Nancy lay white, serene, like virgin milk
After the udder’s fury in the pail.
Beneath the sack quilts and the bearskin robe,
In yellow petticoat and linsey shirt,
The baby snuggled at her breast and gurgled—
An anonymity of soft red wrinkles.
Aunt Peggy, hovering, grinned, “He’s Sabbath-born.
Remember …Sunday—it’s red-letter day!”
 
Like ax and helve, like scythe and snath, the bond
Held Tom and Nancy; she smiled at his halt smile,
His titan’s muss in picking up the baby.
Tom frowned and spat, then gulped, “He’s legs! All legs!”
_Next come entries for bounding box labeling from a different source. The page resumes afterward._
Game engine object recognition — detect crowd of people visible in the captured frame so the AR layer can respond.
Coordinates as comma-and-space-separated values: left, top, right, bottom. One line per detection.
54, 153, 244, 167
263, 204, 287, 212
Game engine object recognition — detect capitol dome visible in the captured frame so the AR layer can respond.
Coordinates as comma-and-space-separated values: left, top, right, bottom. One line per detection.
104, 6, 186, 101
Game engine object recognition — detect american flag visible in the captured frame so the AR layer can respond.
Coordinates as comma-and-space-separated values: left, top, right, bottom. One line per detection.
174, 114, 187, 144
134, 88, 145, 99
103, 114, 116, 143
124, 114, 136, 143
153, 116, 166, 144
Aunt Peggy beamed, “Long legs can eat up miles.”
Tom gloomed, “The hands—look at the axman’s hands!”
And Nancy mused, “The Hankses’ dream, the Lincolns’,
Needs such a man to hew and blaze the way.”

Melvin Tolson, "Abraham Lincoln of Rock Spring Farm" from Harlem Gallery and Other Poems of Melvin B. Tolson (Charlottesville: The University Press of Virginia, 1999)

Source: "Harlem Gallery" and Other Poems of Melvin B. Tolson (University Press of Virginia, 1999)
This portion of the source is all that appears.